As some of you may know, I’ve recently started an exciting new career as a technical support representative for a local ISP. It’s actually an enjoyable job–interactions with the physical public are virtually nonexistent and the work itself borders on interesting–but has its low points: one is the boredom–it’s all well and good when you’re on the phone helping someone with either a problem you can solve in a timely fashion or one that’s new to you and therefore mildly compelling. It’s quite another beast entirely to sit on the phone for fifteen minutes while some elderly, slightly deaf Alabaman tells you exactly why she believes her “internet’s broke” as she tries to hold her upper denture plate in place with her tongue.
Then there are the people who call you, a lowly peon working for a middling company that was contracted out to provide tech support for a larger company that provides high-speed internet services, to complain about how much your company sucks and how you, personally, are the worst person they have ever spoken to on the phone. Forgetting for a second that competent customer service is a sadly neglected luxury these days, there’s still the fact that the tech support help desk exists solely to politely solve problems in a speedy and cheerful manner. It is not a font of sadistic, money-hungry fuckery.
We don’t make money off the customer by forcing them to call back after three unsuccessful attempts to set up their shiny new DSL hardware. In fact, the more a customer calls back, the less money the ISP pays the tech support company for each call, until eventually we’re not making any profit at all. We’re trained to do our jobs in such a way that the job stays done, at least for a reasonable amount of time.

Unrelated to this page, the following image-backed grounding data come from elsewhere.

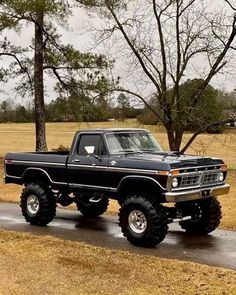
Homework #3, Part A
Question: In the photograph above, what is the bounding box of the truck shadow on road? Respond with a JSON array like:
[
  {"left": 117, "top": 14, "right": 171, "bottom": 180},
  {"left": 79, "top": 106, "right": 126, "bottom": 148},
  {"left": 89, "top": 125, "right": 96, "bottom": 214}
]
[{"left": 54, "top": 212, "right": 221, "bottom": 251}]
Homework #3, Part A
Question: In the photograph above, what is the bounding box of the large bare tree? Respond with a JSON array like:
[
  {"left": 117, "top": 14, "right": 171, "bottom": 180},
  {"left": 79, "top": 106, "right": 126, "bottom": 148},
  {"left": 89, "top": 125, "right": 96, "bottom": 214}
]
[{"left": 76, "top": 0, "right": 236, "bottom": 152}]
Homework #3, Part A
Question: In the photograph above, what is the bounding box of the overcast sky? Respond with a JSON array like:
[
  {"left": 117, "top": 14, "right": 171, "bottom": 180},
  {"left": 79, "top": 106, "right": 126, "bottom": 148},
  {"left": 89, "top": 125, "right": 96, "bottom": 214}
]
[{"left": 0, "top": 0, "right": 235, "bottom": 106}]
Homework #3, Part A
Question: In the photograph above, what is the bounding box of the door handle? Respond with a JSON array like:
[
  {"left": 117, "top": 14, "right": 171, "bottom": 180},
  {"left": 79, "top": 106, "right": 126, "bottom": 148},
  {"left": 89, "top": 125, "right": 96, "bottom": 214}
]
[{"left": 73, "top": 159, "right": 80, "bottom": 163}]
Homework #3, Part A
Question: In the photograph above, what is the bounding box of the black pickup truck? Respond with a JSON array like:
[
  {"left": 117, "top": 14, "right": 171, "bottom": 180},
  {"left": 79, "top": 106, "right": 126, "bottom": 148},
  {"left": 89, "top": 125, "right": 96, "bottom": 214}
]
[{"left": 4, "top": 128, "right": 230, "bottom": 247}]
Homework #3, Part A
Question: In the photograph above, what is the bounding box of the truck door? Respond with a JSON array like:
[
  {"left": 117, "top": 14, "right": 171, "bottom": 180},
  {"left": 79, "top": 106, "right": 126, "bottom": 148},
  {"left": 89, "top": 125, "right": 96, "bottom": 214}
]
[{"left": 68, "top": 134, "right": 109, "bottom": 190}]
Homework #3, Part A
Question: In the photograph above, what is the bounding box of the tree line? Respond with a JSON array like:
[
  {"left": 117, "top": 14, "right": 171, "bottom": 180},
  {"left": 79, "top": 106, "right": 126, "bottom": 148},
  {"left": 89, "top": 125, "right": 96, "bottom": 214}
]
[
  {"left": 0, "top": 93, "right": 142, "bottom": 123},
  {"left": 138, "top": 79, "right": 236, "bottom": 132},
  {"left": 1, "top": 83, "right": 235, "bottom": 134}
]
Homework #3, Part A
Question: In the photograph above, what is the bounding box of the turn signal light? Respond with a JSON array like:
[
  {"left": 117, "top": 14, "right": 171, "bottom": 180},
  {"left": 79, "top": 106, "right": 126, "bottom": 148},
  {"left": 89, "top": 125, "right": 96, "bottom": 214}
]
[
  {"left": 220, "top": 164, "right": 227, "bottom": 172},
  {"left": 156, "top": 170, "right": 169, "bottom": 176},
  {"left": 171, "top": 169, "right": 180, "bottom": 176},
  {"left": 156, "top": 169, "right": 180, "bottom": 176}
]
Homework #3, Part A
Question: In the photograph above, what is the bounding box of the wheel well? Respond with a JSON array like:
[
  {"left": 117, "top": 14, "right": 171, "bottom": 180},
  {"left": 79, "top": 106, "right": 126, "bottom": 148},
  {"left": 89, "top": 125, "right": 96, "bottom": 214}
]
[
  {"left": 22, "top": 169, "right": 50, "bottom": 186},
  {"left": 117, "top": 178, "right": 165, "bottom": 203}
]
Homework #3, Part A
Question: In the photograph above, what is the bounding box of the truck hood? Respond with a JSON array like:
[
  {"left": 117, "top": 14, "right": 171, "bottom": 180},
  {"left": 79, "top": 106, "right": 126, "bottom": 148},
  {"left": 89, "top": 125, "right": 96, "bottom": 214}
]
[{"left": 113, "top": 152, "right": 224, "bottom": 171}]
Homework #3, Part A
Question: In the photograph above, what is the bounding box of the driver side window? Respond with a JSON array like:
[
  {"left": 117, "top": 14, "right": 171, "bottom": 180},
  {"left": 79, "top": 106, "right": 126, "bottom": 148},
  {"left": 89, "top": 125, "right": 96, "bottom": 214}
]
[{"left": 78, "top": 134, "right": 106, "bottom": 156}]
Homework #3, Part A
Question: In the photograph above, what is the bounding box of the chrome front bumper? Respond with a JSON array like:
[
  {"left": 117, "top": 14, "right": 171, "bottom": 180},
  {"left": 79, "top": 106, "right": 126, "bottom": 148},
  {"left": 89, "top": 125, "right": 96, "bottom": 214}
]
[{"left": 165, "top": 184, "right": 230, "bottom": 203}]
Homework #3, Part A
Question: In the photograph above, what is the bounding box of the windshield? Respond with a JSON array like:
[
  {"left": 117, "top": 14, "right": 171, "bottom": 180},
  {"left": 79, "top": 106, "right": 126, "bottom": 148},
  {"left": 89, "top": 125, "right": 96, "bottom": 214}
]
[{"left": 105, "top": 132, "right": 162, "bottom": 154}]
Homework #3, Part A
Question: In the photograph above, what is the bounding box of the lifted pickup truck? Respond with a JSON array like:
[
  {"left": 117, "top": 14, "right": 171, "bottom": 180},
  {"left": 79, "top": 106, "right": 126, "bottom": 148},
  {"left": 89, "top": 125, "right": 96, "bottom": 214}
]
[{"left": 4, "top": 128, "right": 230, "bottom": 247}]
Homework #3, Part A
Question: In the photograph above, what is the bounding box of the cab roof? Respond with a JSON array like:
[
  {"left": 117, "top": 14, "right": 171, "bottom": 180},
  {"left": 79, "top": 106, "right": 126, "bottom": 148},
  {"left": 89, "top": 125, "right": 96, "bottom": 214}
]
[{"left": 77, "top": 128, "right": 149, "bottom": 134}]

In the whopping ten days of my official employment, I have had six separate, unrelated calls from people telling me just how awful I am. In no way were these calls related to shoddy service or incompetence on the part of the tech support desk. More often than not, they were simple cases of cheap, angry misers calling the first number listed on their bills and yelling at whoever answered.
The occassional abuse one takes from a customer is to be accepted, even enjoyed, since most of the time it’s so obviously misguided and forced that you actually have to bite your knuckles to keep from snickering. That doesn’t make it any less irritating, though. If I didn’t know my calls were being recorded (including the five seconds following the customer’s hang-up, just in case you want to call them a twat under your breath) I would probably say quite a few unfortunate, tasteless things to certain people.
Also, if one more person mispronounces “Linux”, “ethernet” or “Linksys”, I am going to fucking scream.